A minor discussion of the budget allocations for North Linden occurs, mentioning including $15 million in North Linden projects by 2023 and lot of money ($39 million) for street resurfacing. The 2018 Capital Improvement Budget and those of previous years can be found on Columbus.gov, along with the 2018-2023 Capital Improvement Program.
Planning and development
Linden Community Plan
Planning event will be held on April 24 from 6 to 8 p.m. at St. Stephens' Community House (1500 East 17th Avenue) with free food, focused on ten ideas to save Linden. A pamphlet was passed around at the area commission meeting:
Area commission lections will be held on June 21, 2018 at the Northern Lights Library (4093 Cleveland Avenue). Individuals seeking to run have until June 7 to file to be listed on the ballot. Candidates must collect the signatures of 25 residents of North Linden, and must be a resident or business owner within the North Linden area boundaries.
There may have been a handout for this; I didn't snag it.
Cleveland Avenue Anti-Human Trafficking Initative
Now expanding across the city.
Kickbutt Columbus
They picked up a bunch of trash, set unspecified records for participation and trash pick-up.
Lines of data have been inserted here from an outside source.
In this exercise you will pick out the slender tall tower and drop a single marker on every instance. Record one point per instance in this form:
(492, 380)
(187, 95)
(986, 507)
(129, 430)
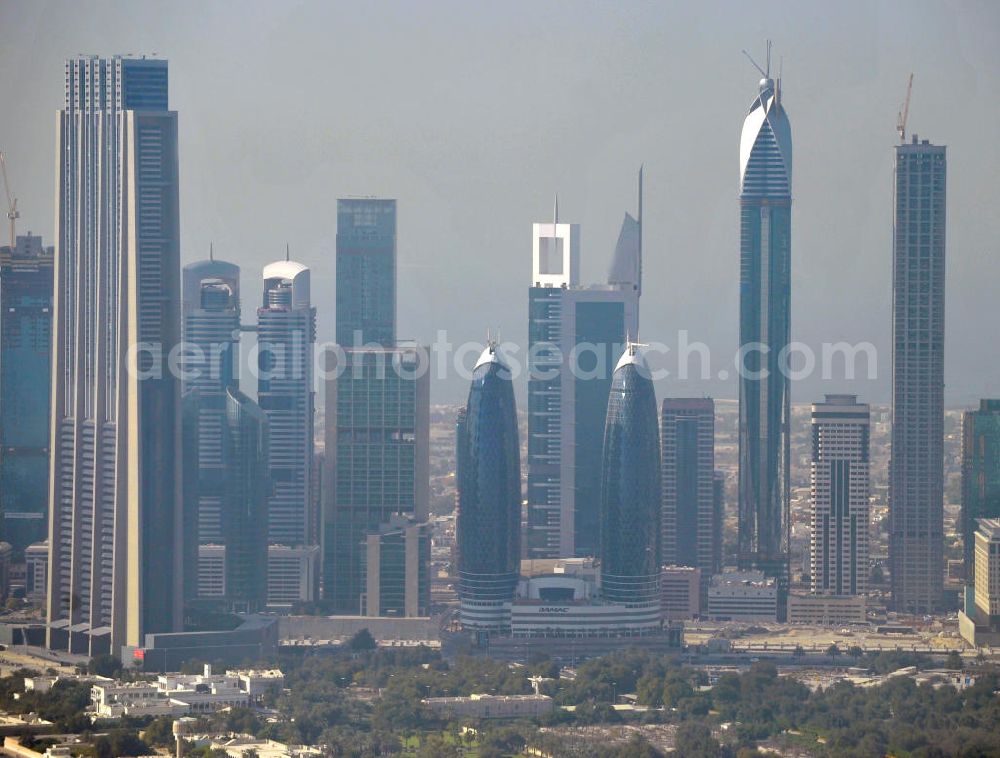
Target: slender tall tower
(630, 488)
(366, 272)
(286, 334)
(575, 335)
(980, 473)
(765, 293)
(689, 491)
(840, 464)
(916, 469)
(115, 477)
(211, 328)
(489, 497)
(25, 370)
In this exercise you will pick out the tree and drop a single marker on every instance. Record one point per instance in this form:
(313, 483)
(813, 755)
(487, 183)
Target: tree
(694, 740)
(362, 640)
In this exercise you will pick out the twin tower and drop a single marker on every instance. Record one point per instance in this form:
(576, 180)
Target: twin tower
(488, 478)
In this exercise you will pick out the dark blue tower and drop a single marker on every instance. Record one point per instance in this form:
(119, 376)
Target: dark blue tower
(630, 487)
(489, 497)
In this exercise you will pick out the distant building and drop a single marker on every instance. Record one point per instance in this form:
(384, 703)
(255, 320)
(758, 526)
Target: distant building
(377, 459)
(245, 502)
(630, 488)
(36, 558)
(681, 592)
(211, 328)
(397, 561)
(691, 529)
(366, 272)
(743, 596)
(292, 574)
(840, 473)
(765, 315)
(980, 474)
(488, 480)
(211, 571)
(115, 539)
(575, 335)
(286, 332)
(826, 610)
(916, 468)
(25, 373)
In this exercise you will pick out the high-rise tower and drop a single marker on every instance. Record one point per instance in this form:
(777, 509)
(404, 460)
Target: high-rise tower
(115, 483)
(630, 487)
(840, 465)
(765, 293)
(211, 329)
(575, 335)
(488, 478)
(25, 372)
(366, 272)
(916, 468)
(286, 333)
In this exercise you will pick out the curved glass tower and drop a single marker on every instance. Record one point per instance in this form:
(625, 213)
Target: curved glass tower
(630, 487)
(765, 292)
(489, 497)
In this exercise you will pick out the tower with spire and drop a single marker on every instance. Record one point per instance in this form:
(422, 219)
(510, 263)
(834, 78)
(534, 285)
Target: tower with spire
(765, 298)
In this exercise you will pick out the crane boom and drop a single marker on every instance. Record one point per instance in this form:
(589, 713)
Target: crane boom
(12, 212)
(903, 114)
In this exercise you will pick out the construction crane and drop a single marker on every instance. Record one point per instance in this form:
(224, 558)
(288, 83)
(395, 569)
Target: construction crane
(901, 116)
(12, 212)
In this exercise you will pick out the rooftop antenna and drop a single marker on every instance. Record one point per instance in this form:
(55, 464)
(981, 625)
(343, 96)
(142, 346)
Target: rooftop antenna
(640, 229)
(904, 113)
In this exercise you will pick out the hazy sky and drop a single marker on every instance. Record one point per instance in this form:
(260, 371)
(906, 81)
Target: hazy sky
(474, 114)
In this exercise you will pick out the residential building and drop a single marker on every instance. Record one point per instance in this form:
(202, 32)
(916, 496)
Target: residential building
(25, 373)
(765, 310)
(840, 496)
(916, 468)
(366, 272)
(488, 480)
(980, 474)
(116, 565)
(631, 501)
(397, 565)
(691, 531)
(575, 335)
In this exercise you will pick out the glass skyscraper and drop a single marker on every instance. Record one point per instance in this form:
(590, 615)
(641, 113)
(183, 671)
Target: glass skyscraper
(245, 502)
(630, 487)
(765, 294)
(488, 478)
(286, 335)
(25, 371)
(366, 272)
(980, 473)
(691, 527)
(211, 328)
(115, 502)
(575, 334)
(377, 459)
(916, 467)
(840, 508)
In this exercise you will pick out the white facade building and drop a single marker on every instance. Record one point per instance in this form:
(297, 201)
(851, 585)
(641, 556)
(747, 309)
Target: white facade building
(840, 505)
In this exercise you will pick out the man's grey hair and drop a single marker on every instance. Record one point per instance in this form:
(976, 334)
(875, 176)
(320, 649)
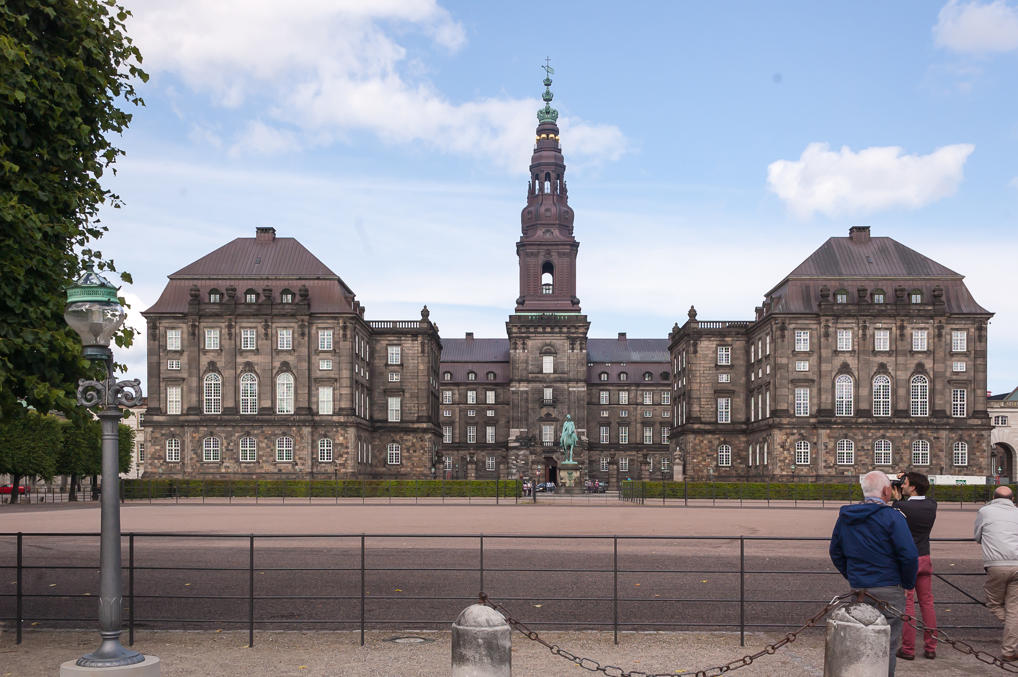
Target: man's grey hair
(873, 483)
Someone got out of his car and helped on the spot. More needles were found this year compared to last year.
Commissioner Paula Burleson says that there'll be a litter survey process leading to allocation of trash picck-up teams.
Liquor permitting process
It's opening up again; there's going to be hearings open to the public. Meetings of the Ohio Liquor Control Commission are listed on their website.
One of the establishments that has been on the area commission's "list" is Oakland Park Grill. The Grill's neighbors have been engaged on the topic of its problems. The area commission can comment on any business that holds a liquor permit. (Oakland Park Grill is notorious because of gunfire and murders in the last year, including the most recent one in 2018).
Comment from someone whose name I caught as 'Beth': In order to object to a liquor permit, the area commission needs letters from the citizens in the area. In order to get the permit renewal blocked, the city needs to have reason to object to the liquor permit. Overwhelming community complaints is what's necessary.
Zoning variances
1801699, 2545 McGuffey Road
Application by Habitat for Humanity to demolish. Approved.
1801844, 3582 Norwood Street
Resident applied; garage has holes in roof.
Commissioner Richard Korn asks how it got to that state; commission chair Jennifer Adair doesn't know.
Approved.
1801909, 2769 Osceola
Property owned by the land bank.
Holly Borghese, commissioner, says she drove by it and there was a sign saying "please, for the love of god, tear this down."
Approved.
1802809, 2628 Howey
Acquired by Land Bank on Feb 13; Commissioner Holly Borghese says it has a hole in the roof.
Audience member Nate says that he's tired of the houses being demolished before they go up for sale.
Jennifer says that the Land Bank lumps demolition approvals because they have to get a bid out for contractors, but just because the land bank has it doesn't mean that it's going to be torn down tomorrow.
Nate wants the homes for elderly and handicapped; John Lathram III says that these homes aren't near public transit services needed by elderly and handicapped.
Commissioner Walt Reiner starts discussion, says that the city should start doing preventative maintenance rather than letting them go into disrepair. Should have early interventions rather than spending $6k, $7k a pop to demolish them.
Approved, but Walt abstains.
Neighborhood reports
John Lathram III says that the community watch has new priorities for the year: increase number of ppl coming to meetings.
John Lathram III says that litter cleanup in US costs significant amounts of monet (I didn't get the number), adds that community will do litter pickup.